Letters to the editor

June 1, 2005

Troubled by county commission

To the editor:

2005 has been and continues to be a very troubling year in the life of our county. It has been marked by violence and political unrest. The foundation for this violence and unrest was established during the previous Commission watch of Virginia Gray, Carl Rhodenizer and Charlie Griswell. It was these three Commissioners who sat by and voted on public policy that created the conditions that we are facing today. This community needs more leadership on the County Commission. As anxiety fills the air, as parents grow more fearful and as our children are being killed, those of us that care are collectively asking two questions. Where is the leadership on the County Commission? When will these three Commissioners become a part of the solution rather than the problem?

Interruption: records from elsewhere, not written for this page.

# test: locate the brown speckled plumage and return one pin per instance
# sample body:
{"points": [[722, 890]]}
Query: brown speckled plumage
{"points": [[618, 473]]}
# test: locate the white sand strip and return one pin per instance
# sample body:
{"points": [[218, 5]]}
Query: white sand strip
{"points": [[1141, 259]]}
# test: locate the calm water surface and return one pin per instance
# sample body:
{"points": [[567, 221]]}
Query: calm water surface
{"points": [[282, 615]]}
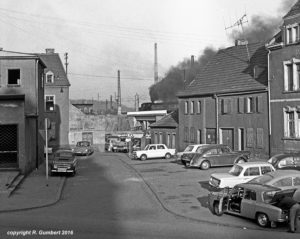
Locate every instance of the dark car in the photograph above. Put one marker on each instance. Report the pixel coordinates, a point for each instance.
(83, 148)
(64, 161)
(286, 161)
(212, 155)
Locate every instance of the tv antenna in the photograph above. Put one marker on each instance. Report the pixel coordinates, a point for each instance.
(238, 23)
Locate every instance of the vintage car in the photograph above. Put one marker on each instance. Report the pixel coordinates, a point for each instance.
(283, 179)
(212, 155)
(286, 161)
(154, 151)
(240, 173)
(64, 161)
(251, 201)
(83, 148)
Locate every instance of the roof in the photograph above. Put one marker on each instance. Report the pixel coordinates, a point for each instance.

The first question has been answered by recent events in County Commission meetings. The lone bright spot on the Commission has been Wole Ralph. He is bright, articulate and is emerging as a voice of reason. He is right on the recreation centers. He is right on housing and commercial development. He is definitely right on ethics. The second question begs for an answer as Commissioners Gray, Rhodenizer and Griswell continue their unwavering support for positions taken by a man who came into the Chairman's job uninformed and unprepared to lead this County. We call on them to repudiate the Chairman's politics of division. Everything that Commissioner Wole Ralph proposes does not warrant a 4 to 1 vote against it.

Historically, the County Commission has been looked to for leadership. However, it is clear that this Chairman is woefully ill-prepared for the task. The one thing that he has successfully done to alienate many of the other elected officials whose support is needed to address the problems of this community. His actions have made cooperation and collaboration more difficult (witness the myriad of "task forces" being created).

Whether Bell likes it or not, Victor Hill is the Sheriff, Jewel Scott is the District Attorney and Leslie Miller-Terry is the Solicitor General. As a community, now more than ever, we need Virginia Gray, her close friend Charlie Griswell and Carl Rhodenizer to step up to the leadership table. Are they up to the task, or will this County continue to suffer?

Stanley Byars


To the editor:

Reference High Sheriff Victor Hill's letter to the Editor of May 27

Mr. Hill has furnished a treatise citing the State Constitution authority covering the duties of Sheriff. It is both informative and appreciated. However, that was not the subject of debate. My complaint has been the duplicity of service which is not the most efficient usage of my tax dollar. In addition, archaic laws dating back to Reconstruction need to be revisited and updated.

He and I have discussed this matter several times over the years and I have not changed my opinion that an elected Board of Commissioners should supervise the chief law enforcement officer of a county. I am not concerned whether his/ her title is Sheriff, Chief or Marshal. I want that chief law enforcement officer subject to a Board of Review. I demand my "... right of the people to assemble, and to petition the Government for redress of grievances" as provided in the 1st Amendment to the Constitution of the United States. Mr. Hill's interpretation of the provision would make a Sheriff autonomous and not subject to any remedy or redress.

An elected public servant, without supervision, ultimately leads to demagoguery. Several southern sheriffs displayed that fact during the Civil Rights Era.

Oh, by the way, with regard to my friend's comment that I am wrong, I grew up with the most famous demagogues South Louisiana has ever seen. I know what I'm talking about.

Bottom line, we deserve the most efficient government our tax dollar can provide, and our officials answerable to the citizenry without exception.

We'll talk about required qualifications some other time.